Apart from the fact that the freedom to peaceful agitation is a constitutional right of every Indian citizen, India, since the 1950s, has allowed protests by even regional governments and ruling political parties and rightly so. Compared to the Delhi government protests the demands of which were modest, most of the post-independence protests in various states aimed bigger goals such as reorganization of states on linguistic and ethnic lines. From the protest movements for the creation of Andhra Pradesh, Haryana, Jharkhand etc. to the movements both for and against creation of Telangana, the state of India has allowed the idea of democratic protestation and even conceded to most of the demands made through these protests.
Therefore, protests by ruling political parties is not something that cannot be accommodated in Indian democracy. The AAP protests in Delhi, from a historical point of view, were completely legitimate.
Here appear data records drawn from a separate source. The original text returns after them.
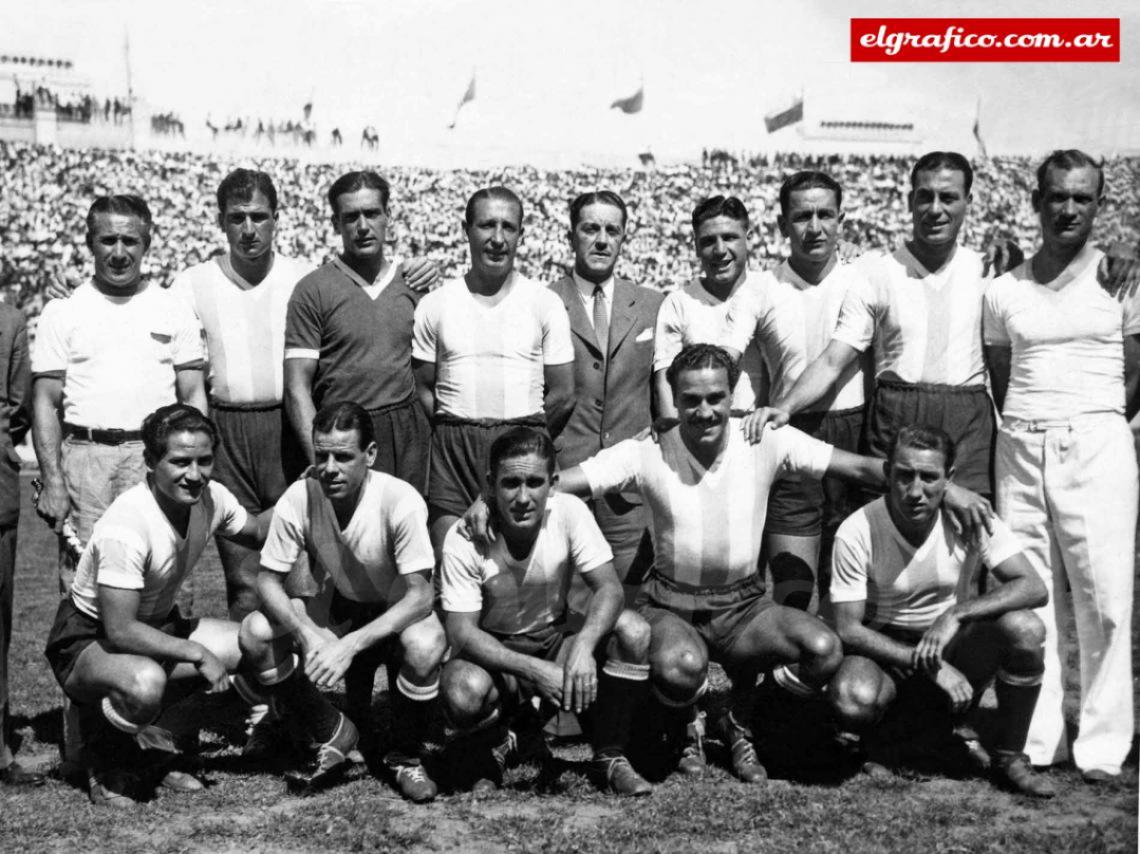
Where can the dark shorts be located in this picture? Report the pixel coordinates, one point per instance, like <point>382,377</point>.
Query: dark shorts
<point>459,452</point>
<point>719,615</point>
<point>258,454</point>
<point>402,437</point>
<point>74,631</point>
<point>803,506</point>
<point>966,413</point>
Though the elected chief minister and ministers could have joined the protests before and after their office hours, but working simultaneously from the protest site made their participation completely justified. It is to AAP's credit that it did not succumb to the comforts and luxuries of their offices and power and chose to come to the streets in harsh winter. Also, it is important to be inventive in nonviolent political methodology when mainstream methods fail. It is all the more necessary to be unorthodox in thinking and political method when issues are as grave as decadence of institutions.
Delhi police under the control of the central government is notoriously known for its brazen corruption, nexus with the union ministers and politicians and every crime syndicate functional in the capital city. It is therefore not surprising that the national capital region crime rates remain high and all chief ministers of Delhi including Sheila Dixit have demanded that Delhi police be made accountable to Delhi government and residents. In the last two decades, however, no political convention has helped to free Delhi police out of union home ministry's clutches. So when a chief minister along with his ministers come to the streets, public opinion is instantly mobilized and political pressure generated.
If the AAP did not have misplaced priorities, the government's protest could have yielded something more substantive than what was granted at the end of the protest. The AAP should have continued with the protest and not given up the opportunity to have a larger debate on police corruption and centre-state relations. In the union of India, power has been highly centralized. States have always remained subservient to the centre for their dues guaranteed by the constitution. As long as the territorial integrity of the union is not challenged, the constitution of India has provided a huge scope for decentralization. But it is precisely because of an over centralized structure and departure from federalism, that India has seen rise and growth of regional and identity politics and secessionist and violent movements. At the heart of the Delhi government protests too, was the issue of decentralization- greater autonomy for Delhi to make its institutions effective, transparent and accountable.